Document Home

Designing the Baseball Database

It's time to launch into creating the database schema for our baseball example. I'm not going to worry too much about the formal terminology of this process, but I will include links to more detailed discussions on the links page. This is really a very intuitive process once you get the hang of it. You might be better off following this example and then check out the more detailed treatments if you want, but the choice is your own. A word to the wise, if you ever do this for someone else you should probably produce at least a basic set of documents formalizing your understanding of that structure and get a sign-off on it. Even if you have an understanding with the people for whom you are producing something, this is a good idea if for no other reason than it is good practice, and it avoids the look of disappointment that can result when someone has inflated expectations of what you are going to do. Remember, this might be a learning experience for them as well.
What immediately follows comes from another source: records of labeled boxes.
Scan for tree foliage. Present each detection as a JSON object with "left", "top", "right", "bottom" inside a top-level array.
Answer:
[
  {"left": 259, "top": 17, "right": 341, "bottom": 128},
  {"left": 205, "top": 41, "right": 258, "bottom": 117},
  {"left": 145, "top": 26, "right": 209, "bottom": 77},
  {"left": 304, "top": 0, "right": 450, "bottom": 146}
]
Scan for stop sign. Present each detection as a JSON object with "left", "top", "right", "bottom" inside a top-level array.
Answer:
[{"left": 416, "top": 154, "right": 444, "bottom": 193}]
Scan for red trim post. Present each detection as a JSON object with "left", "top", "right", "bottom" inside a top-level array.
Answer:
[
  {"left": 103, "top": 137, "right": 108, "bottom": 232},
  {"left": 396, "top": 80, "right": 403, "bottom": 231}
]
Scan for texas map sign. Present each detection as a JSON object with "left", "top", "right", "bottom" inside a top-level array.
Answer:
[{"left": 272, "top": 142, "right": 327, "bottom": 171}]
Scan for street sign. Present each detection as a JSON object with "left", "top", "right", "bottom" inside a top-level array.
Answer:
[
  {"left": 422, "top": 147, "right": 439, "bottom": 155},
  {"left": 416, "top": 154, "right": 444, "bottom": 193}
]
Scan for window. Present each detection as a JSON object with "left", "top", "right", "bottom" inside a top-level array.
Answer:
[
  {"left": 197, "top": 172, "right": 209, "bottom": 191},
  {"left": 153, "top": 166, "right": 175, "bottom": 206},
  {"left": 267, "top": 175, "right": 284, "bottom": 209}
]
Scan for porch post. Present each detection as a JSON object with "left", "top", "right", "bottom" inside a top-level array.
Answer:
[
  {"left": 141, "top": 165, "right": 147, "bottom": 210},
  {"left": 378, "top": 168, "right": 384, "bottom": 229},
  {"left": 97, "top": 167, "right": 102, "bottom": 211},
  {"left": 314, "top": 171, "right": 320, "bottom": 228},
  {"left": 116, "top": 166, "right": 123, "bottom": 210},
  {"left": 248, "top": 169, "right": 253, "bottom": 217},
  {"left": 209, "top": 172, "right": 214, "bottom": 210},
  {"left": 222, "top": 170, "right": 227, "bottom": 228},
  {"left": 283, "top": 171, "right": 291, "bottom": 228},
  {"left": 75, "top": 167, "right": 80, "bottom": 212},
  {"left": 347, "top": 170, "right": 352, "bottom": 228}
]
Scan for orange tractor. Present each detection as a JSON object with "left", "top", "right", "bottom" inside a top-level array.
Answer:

A lot of people look on computers as magic, and don't realize that the development process is truly evolutionary. As I've said before, sometimes you have to give people something before they realize that there are things they haven't told you.


OK, let's start working through this. Obviously, in baseball we have teams, and one of the things we said that we were interested in is constructing some sort of report to send to each team's manager. In the more formal language of the development process, this would be called a system requirement. Therefore, we're going to have some sort of record with the fax number and the manager's name. This might lead us to a structure something like this:

TEAM
team character 30
fax_num character 10
manager_fname character 15
manager_lname character 15


Now the way that a relational database works is through the use of a key field that allows you to construct a composite record of rows from different databases. So let's put one of those in:

TEAM
team_id character 3
team character 30
fax_num character 10
manager_fname character 15
manager_lname character 15


Teams play other teams in games. So let's set up a game table (ar, ar....seriously folks, I've got a million of 'em)

GAME

game_id char 3
date date
home_team character 2
away_team character 2
home_ump character 30
first_ump character 30
second_ump character 30
third_ump character 30


This gives us tables for the teams and the games. but not for players. We'll take care of that right away.

PLAYER

player_id character 5
player_lname character 15
player_fname character 15


Now that we have the players, we have to have some way to associate them with a team and a game.

PLAYER_GAME

player_id character 5
game_id character 5
team_id character 3
postion character 15
at_bats integer 2
singles integer 1
doubles integer 1
triples integer 1
home_runs integer 1
walks integer 1
on_by_error integer 1
errors_committed integer 1



Now on some levels it is perfectly acceptable to leave your data in a structure like this. There are some types of queries that are easier to make against such a design. If you look at it closely, though, you'll realize that there are a number of levels of detail collapsed in this structure. For example, there is no way to tell what happened in a given inning, there is no provision for substitution or players moving between positions, and if we wanted to find every game umpired by Mothra we'd have to search four seperate columns. There is not even any way to change managers without losing the name of the previous manager.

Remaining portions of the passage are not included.